Nesses dias me pus a pensar sobre a infância. Ah, que tempo delicioso! A gente aprendia verdadeiramente com a vida, porque viver a infância era uma brincadeira quase sem fim. O viver infantil era brincar, envolver-se em situações brincantes, estar em estado criativo, mágico, encantador, era um mundo de descobertas.
Olhando para as crianças de hoje, sem querer ser saudosista nem desconsiderar o momento histórico-social em que vivemos, constatamos que estamos diante de uma cultura em que não há espaços, de modo geral, para as brincadeiras.
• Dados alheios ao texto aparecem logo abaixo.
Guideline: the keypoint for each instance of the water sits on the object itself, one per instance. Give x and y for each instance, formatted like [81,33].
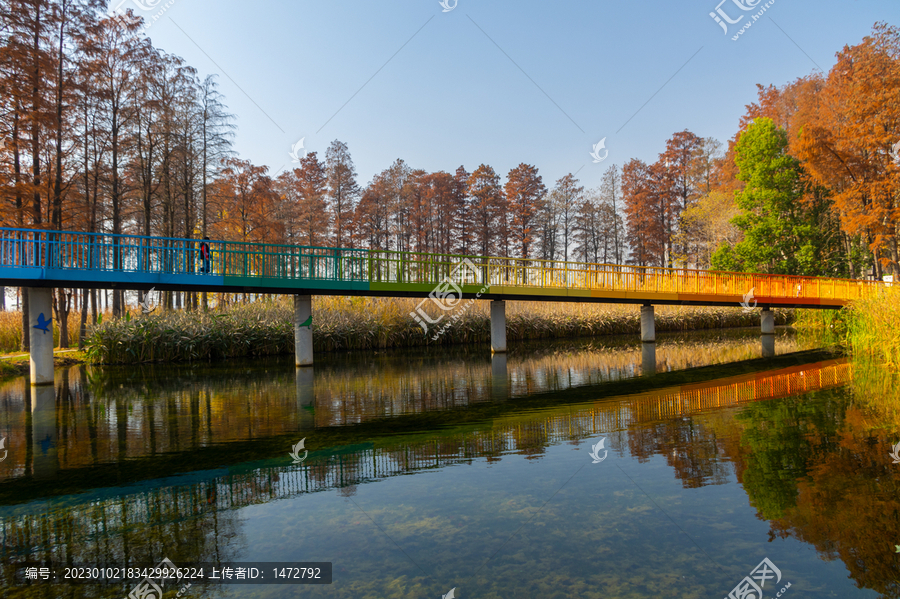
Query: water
[432,470]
Isso impede as crianças de expressarem a sua cultura de infância, uma vez que as brincadeiras vêm sendo percebidas sob o ponto de vista produtivo, comumente confundidas e trabalhadas como conteúdos desportivos, atualmente muito valorizados.
De fato, nossa sociedade mudou, temos uma inversão de papéis e valores, mais informação do que podemos absorver; a mulher trabalha fora, o avanço tecnológico é grande, a família mudou, a criança se transformou, o aluno e a escola também mudaram.
As mudanças tecnológicas mudaram as formas de brincar. As crianças deixaram de brincar na rua, jogar bola, pular amarelinha e passaram a jogar videogames e jogos de computador, ignorando o sol que brilha a convidar para as brincadeiras na rua – não se pode mais ocupar as ruas. Temos assim um distanciamento das formas primitivas do brincar, em que as crianças utilizavam materiais encontrados em seu próprio ambiente: água, terra, areia, folhas, pedras, papel e outros tantos materiais que eram utilizados pelas crianças no exercício de sua invenção.
Lembro-me bem daqueles tempos em que nos sentíamos mais livres para lidar com as situações criativas, onde tudo era motivo para criar, descobrir, investigar, montar, esconder, construir, enfim, situações que favoreciam outra relação com os amigos, com a casa, a rua, o quintal, os vizinhos. Era lindo ver nossos pais, avós, tios, irmãos sentados na frente da casa e a gente brincando na rua...!
É o filósofo francês Guilles Brougère que diz que as concepções do brincar são construções que estão atreladas às representações de criança de cada época. Essas representações, portanto, vão produzir uma determinada visão sobre o lugar e importância da brincadeira na sociedade e, de modo particular, na vida das crianças.
Então, perguntar “cadê a brincadeira?”, é interrogar-nos sobre as representações que nossos pais atuais, a escola, a família, a sociedade têm sobre o brincar; é nos questionar sobre a importância e as significações que as brincadeiras assumem na sociedade de hoje.
Assim, poderíamos nos perguntar: que papel cumpre hoje o brinquedo e a brincadeira na vida das crianças, considerando nossos tempos, marcados pelo uso da tecnologia (vídeo-games, computadores, celulares, etc.)? Quem brinca e como brinca? Que tipo de infância produz? Que tipo de socialização a brincadeira de hoje está favorecendo?
Sei que são muitas as perguntas para uma reflexão que começou saudosista e não apontou nenhuma resposta, embora não seja nosso objetivo apontar respostas. Elas são um convite para que olhemos, observemos nossas crianças e procuremos identificar, atentos à cultura e à sociedade pós-moderna em que vivemos, como se relacionam com o brinquedo e com o brincar, entendendo que elas – as crianças - não podem ser entendidas de forma isolada e separada do mundo adulto. Afinal, é essa sociedade que constrói o sentido e o significado da infância e da brincadeira nos tempos de hoje.